Did your team encounter setbacks as you established this AI program?
To be honest, more things didn’t work out than did work out. When we first began using AI, we thought it would be relatively easy, just applying some algorithms. It didn’t work at all. We learned the hard way that because of the many products we have and because many different technical terms employ the same words but sometimes with different meanings, traditional approaches to AI didn’t work for us.
Take, for example, the word “transport.” What does transport mean? We have a logistics system, and within that, if a customer discusses a transport, she is probably referring to transporting items on a truck, on a ship, or on a plane. But it could also mean the transport of a piece of software from one system to another, because we have software transport systems as well. It could refer to moving data or it could refer to moving people.
That was the nut we had to crack. And we had to learn that AI is always made for the data you are using. At the very beginning, I didn’t get AI. I looked at it more like a search engine, a better search engine with a smarter filter, but that’s completely wrong. For any type of data and every use case you must build your algorithm and then you must train your algorithm. You must find the patterns within. Each situation is somewhat unique. That’s the biggest lesson we learned.
How have AI and other emerging technologies paved the way for predictive support?
AI is a bit like a key ingredient that we need to prepare the meal, which is predictive support.
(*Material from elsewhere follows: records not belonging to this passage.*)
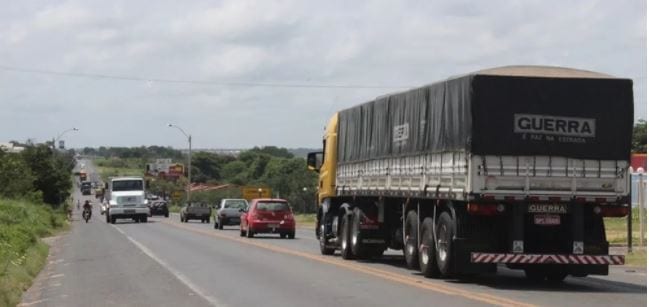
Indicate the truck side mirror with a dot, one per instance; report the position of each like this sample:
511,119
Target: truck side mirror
314,161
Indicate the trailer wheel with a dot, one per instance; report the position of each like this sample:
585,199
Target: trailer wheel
445,228
410,250
345,246
324,249
358,248
427,252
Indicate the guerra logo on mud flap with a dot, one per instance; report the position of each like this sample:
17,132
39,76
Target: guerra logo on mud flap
554,125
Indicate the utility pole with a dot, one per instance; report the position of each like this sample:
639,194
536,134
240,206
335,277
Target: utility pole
189,161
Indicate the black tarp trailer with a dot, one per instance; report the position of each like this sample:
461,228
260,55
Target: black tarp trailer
515,165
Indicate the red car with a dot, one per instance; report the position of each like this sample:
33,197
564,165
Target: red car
267,215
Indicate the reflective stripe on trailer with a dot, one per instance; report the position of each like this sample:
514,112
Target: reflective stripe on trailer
546,258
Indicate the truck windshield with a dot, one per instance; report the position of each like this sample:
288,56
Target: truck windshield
235,204
128,185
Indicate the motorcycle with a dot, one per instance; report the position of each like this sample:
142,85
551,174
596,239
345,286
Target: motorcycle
86,214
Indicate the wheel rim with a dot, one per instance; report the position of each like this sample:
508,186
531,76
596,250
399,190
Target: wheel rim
442,243
424,254
410,248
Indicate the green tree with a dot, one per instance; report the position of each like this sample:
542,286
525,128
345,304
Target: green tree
16,178
52,171
205,166
235,172
639,143
273,151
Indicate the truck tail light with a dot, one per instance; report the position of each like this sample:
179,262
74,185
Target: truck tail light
611,211
485,209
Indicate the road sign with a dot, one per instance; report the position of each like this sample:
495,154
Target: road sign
177,195
255,192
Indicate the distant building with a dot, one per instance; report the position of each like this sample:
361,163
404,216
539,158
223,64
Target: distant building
11,148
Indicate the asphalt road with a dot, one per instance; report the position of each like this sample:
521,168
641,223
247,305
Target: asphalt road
168,263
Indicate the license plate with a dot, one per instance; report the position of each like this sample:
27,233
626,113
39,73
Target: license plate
548,208
547,219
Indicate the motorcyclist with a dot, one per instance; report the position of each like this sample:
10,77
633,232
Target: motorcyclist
87,206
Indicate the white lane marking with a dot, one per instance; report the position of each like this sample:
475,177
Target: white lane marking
212,300
33,303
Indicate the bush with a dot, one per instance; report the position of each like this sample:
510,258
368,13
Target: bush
22,255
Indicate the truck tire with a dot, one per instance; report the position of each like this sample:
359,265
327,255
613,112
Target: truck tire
427,252
324,249
410,249
345,244
358,248
444,254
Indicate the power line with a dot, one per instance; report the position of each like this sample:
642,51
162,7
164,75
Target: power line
194,82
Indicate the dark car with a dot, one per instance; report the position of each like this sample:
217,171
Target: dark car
268,215
159,208
86,187
228,212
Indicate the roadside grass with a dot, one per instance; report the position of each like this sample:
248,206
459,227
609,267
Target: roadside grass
616,229
22,253
637,258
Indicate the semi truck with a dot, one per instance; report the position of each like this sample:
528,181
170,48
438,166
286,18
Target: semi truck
126,200
513,166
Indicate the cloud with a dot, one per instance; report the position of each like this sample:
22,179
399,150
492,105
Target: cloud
389,43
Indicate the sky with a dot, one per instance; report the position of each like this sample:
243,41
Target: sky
237,74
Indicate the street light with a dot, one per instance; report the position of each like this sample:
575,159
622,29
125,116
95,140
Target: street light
60,135
189,160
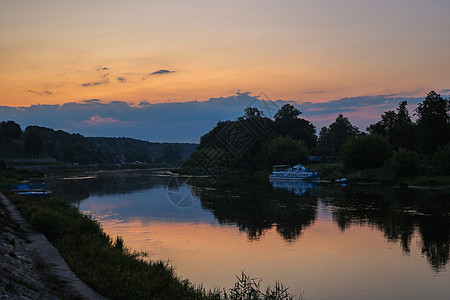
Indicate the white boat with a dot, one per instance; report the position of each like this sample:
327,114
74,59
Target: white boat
299,187
297,172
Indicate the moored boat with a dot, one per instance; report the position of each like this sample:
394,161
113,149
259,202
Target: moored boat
297,172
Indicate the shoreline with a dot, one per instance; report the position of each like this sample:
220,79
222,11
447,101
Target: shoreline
35,267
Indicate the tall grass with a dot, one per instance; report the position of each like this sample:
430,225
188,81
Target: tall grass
113,270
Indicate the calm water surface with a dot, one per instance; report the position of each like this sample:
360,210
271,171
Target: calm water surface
330,242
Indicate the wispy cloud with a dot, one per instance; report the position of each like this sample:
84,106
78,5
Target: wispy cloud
317,92
162,72
97,120
43,93
94,83
162,121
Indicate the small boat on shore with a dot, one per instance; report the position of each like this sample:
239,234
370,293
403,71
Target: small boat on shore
297,172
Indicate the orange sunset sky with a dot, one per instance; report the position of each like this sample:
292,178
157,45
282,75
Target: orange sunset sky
53,52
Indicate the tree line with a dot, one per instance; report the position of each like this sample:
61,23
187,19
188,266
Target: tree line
41,142
255,142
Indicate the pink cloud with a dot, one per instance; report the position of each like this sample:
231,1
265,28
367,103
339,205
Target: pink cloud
97,120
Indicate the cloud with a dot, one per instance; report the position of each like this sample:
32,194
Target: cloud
188,121
43,93
162,72
97,120
316,92
94,83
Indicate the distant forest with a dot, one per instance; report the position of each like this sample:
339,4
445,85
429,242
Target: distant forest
40,142
255,142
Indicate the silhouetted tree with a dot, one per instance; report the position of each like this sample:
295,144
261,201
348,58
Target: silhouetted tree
287,111
288,123
441,160
285,150
366,151
337,133
9,130
405,163
397,127
433,122
252,113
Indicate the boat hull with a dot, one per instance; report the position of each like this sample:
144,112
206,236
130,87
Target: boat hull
293,178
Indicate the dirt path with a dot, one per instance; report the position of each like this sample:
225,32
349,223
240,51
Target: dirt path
30,267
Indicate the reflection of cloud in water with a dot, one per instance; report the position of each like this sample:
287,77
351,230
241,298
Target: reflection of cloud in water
299,187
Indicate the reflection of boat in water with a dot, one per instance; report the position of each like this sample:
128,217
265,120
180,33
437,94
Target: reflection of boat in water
297,172
299,187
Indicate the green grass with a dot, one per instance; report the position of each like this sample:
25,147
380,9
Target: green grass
115,271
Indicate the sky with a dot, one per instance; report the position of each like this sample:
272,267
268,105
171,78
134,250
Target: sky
156,52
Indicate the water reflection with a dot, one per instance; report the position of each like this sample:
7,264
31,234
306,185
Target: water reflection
399,214
256,208
299,187
403,216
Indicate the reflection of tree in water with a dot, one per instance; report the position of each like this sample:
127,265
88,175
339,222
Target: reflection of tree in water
256,208
106,183
398,214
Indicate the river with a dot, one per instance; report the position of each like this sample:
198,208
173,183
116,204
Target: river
323,240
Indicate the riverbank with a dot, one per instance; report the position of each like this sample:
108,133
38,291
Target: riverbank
109,267
30,267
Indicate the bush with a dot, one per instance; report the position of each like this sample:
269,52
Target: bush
405,163
367,151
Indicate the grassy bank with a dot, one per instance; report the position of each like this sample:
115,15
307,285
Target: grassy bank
111,269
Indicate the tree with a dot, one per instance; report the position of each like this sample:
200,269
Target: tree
405,163
397,127
324,141
433,122
366,151
339,131
441,160
287,111
9,130
285,150
288,123
33,143
252,113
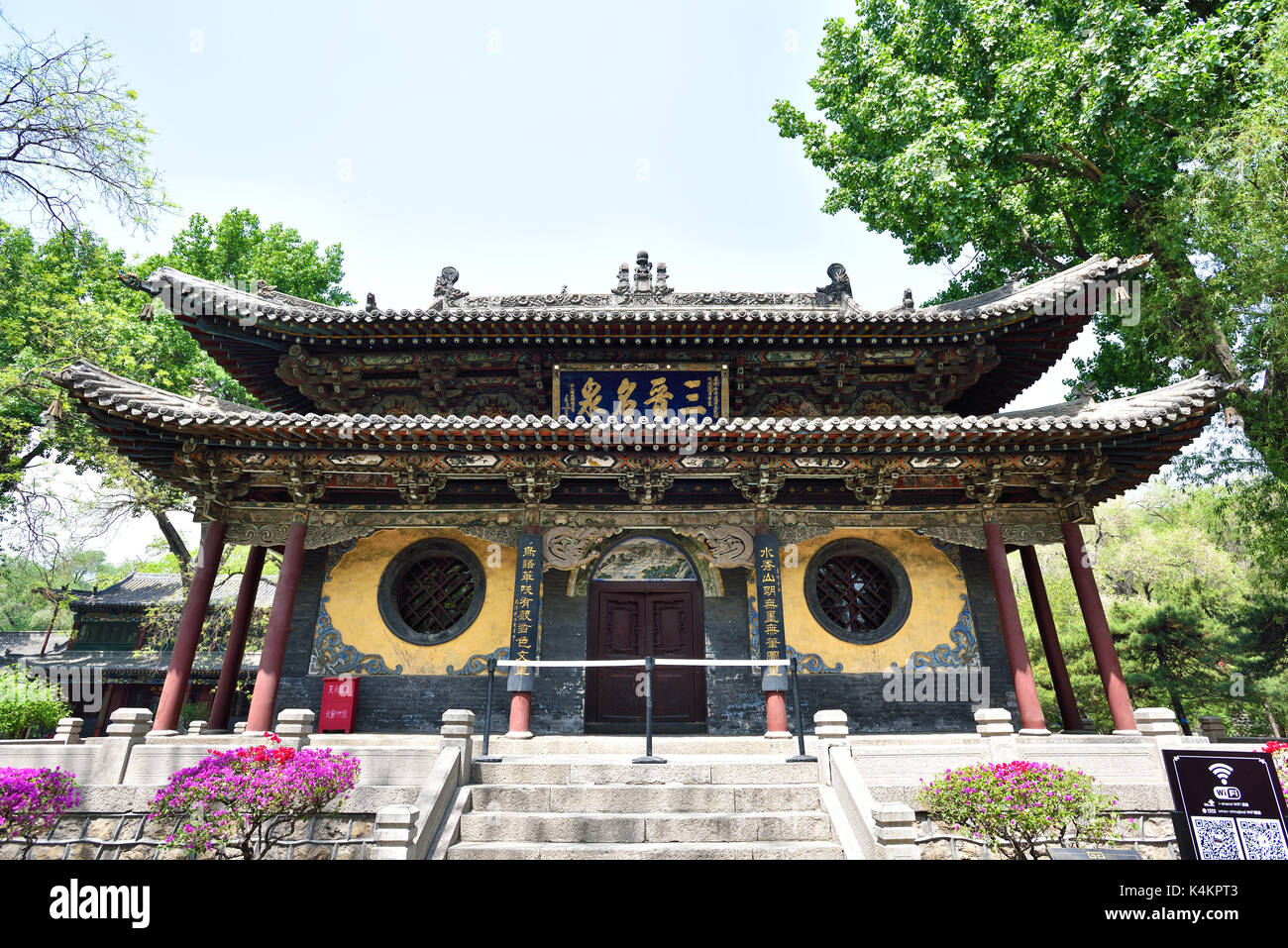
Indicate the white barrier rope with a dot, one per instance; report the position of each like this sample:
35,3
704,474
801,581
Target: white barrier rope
635,662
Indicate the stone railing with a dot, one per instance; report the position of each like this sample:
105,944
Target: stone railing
119,776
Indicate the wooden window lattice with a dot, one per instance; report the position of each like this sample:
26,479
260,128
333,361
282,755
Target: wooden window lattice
434,594
855,592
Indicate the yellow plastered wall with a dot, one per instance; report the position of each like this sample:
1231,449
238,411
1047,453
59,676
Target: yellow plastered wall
352,605
936,601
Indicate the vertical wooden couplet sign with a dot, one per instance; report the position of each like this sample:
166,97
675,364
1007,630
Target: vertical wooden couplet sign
769,596
526,618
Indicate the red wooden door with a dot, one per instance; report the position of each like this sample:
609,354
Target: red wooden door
631,620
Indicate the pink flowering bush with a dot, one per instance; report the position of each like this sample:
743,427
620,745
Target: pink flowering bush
1279,751
244,801
33,798
1019,807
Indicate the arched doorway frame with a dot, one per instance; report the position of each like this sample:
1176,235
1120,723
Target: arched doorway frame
627,618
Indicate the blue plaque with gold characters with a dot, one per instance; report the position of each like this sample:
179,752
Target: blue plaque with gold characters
687,391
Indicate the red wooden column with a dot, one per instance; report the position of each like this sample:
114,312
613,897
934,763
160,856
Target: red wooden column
1050,639
189,626
1013,634
1098,630
236,647
265,698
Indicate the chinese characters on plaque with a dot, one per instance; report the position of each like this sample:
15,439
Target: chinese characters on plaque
691,393
526,618
769,594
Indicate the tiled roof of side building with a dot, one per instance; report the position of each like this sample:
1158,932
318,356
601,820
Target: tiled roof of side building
142,590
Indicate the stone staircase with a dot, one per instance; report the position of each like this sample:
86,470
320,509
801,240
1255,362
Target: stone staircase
606,807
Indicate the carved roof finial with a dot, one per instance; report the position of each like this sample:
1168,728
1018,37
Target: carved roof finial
445,286
837,288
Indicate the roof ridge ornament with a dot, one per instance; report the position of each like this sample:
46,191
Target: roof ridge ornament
645,286
838,288
445,287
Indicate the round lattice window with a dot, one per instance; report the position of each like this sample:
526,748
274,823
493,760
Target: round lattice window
858,591
430,591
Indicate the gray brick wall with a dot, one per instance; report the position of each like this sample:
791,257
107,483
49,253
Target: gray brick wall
734,700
All the things we’ve been discussing — real-time support, AI, and so on — all of it is the innovation that brought us to the current status quo. So why do we already regard this as the old world? Because the customer is still experiencing the problem, and we are just getting much better, faster, and more creative in how we respond.
What we are trying to do now and for the time to come is combine real-time support and AI and other innovations to find the problem before the customer even knows they have it. Say a customer reports a problem, and then another customer reports that same problem, a short time after, and maybe a third customer reports the problem. Today, we will automatically detect that and conclude, “Hey, something’s happening. We have three customers reporting this type of problem. What can we learn?” And we look automatically at these customers and discover they are all using a specific functionality in a specific configuration. And in that constellation, they are running into that problem. Then we can automatically determine which other customers have that module, use it in that very specific constellation and solve the problem for them before it even occurs, and provide a predictive and preventative service to help those customers before they even experience the problem.